Now that a majority of Americans consider social media a credible information source, campaigns will have to do a better job of branding themselves in 2013 and beyond. According to the 2012 social media survey conducted by ORI and George Washington University’s Graduate School of Political Management (GSPM), 63 percent of respondents said the quality of information on social media is equal to or better than the information on traditional news channels. And that number jumped to 71 percent when participants under age 25 were considered.
“To think that Jack Welch, Donald Trump, the president and the pope are now all communicating with their global audiences using a free online platform that constrains them to 140 characters—that really is a profound and radical shift in how these tools are being used,” said John Kagia, director of strategy and insight at ORI, at the survey’s Thursday launch panel, which took place at the National Press Club.
“When you have people of that caliber on these platforms, it significantly increases the perceived credibility of the overall content on these sites.” Jonathan Collegio, communications director for American Crossroads and Crossroads GPS, noted that President Obama’s campaign took advantage of social media as an information source to provide followers glimpses of the candidate’s character.
The strategy, he said, is ideal for engagement. “[Obama for America] had a robust social media effort, which was purely viral, and much of that was personality-based,” Collegio said. “And many good social media—viral media—campaigns are generally centered around personality.”
Unfortunately for campaigns, accusations hurled by an opponent on Twitter or Facebook are tricky to defend against, said Ruck.us CEO Nathan Daschle, especially when there’s no substance behind them to refute. Those are the sort of charges that can have long lifespans on social media. Still, social media tends to be more self-correcting than traditional news outlets, he added. “Traditional media—it’s very tough to correct factual inaccuracies; social media—it’s a lot easier,” he said. “The problem is very little in politics is facts. So much of it is opinion.”
As a result, campaigns need to be on their guard and work hard to brand themselves on social sites, rather than letting their opponent do it for them. Kagia thinks the Obama campaign was more successful at branding than the Romney campaign in 2012 for two reasons: 1) they had more lead time to prepare between 2008 and 2012 and 2) they had a better understanding of who their audiences were because of their substantial data operation. Neither campaign used data to the fullest, but that model should mature in 2014 and 2016.

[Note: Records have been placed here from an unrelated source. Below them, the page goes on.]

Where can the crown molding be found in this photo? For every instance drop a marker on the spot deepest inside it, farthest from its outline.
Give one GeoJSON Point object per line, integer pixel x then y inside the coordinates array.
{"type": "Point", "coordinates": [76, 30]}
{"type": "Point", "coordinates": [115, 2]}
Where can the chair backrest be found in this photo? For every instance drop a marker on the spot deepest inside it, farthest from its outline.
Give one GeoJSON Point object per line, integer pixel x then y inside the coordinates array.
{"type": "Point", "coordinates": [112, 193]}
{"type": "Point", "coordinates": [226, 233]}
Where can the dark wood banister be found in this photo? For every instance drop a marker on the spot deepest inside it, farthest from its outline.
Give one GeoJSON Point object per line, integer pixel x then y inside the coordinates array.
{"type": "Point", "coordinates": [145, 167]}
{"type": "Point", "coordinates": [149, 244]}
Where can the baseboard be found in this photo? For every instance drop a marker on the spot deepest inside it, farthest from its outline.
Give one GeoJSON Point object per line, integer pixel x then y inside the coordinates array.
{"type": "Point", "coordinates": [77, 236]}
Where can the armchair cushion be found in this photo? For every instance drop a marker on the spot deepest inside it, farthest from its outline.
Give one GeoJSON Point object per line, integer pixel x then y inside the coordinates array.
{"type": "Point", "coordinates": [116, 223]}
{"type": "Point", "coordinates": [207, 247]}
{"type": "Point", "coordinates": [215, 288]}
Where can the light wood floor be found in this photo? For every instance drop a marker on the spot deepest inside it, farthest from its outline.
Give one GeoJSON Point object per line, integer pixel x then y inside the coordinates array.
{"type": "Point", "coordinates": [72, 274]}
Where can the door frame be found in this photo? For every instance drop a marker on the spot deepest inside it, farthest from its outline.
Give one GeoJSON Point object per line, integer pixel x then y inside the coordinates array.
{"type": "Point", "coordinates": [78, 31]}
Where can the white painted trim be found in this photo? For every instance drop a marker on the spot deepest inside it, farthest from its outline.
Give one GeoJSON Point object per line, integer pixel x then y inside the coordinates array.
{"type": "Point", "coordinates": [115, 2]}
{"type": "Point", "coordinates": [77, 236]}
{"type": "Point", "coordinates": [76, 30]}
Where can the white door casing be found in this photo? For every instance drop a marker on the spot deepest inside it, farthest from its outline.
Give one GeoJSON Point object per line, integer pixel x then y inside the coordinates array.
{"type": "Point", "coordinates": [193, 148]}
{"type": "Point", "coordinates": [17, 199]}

“What I observed looking at the Romney campaign is that you have to be much better about the content that you use,” Kagia said. “You have to educate the audience. If you look at the number of infographics Obama posted compared to Romney there’s no comparison.”
The 2012 social election survey also found that 29 percent of voters had their opinions about the presidential candidates influenced by social media—49 percent if only voters ages 26-35 are considered. For this reason, Kagia expects the line between big data and social marketing to become blurred as campaigns look to brand themselves among hyperfocused demographics.
“The ability to use people within your social grid to be proponents for your message, based on data-driven metrics, is going to be very significant,” he said. “Data is going to be the critical factor in the next iteration of this.”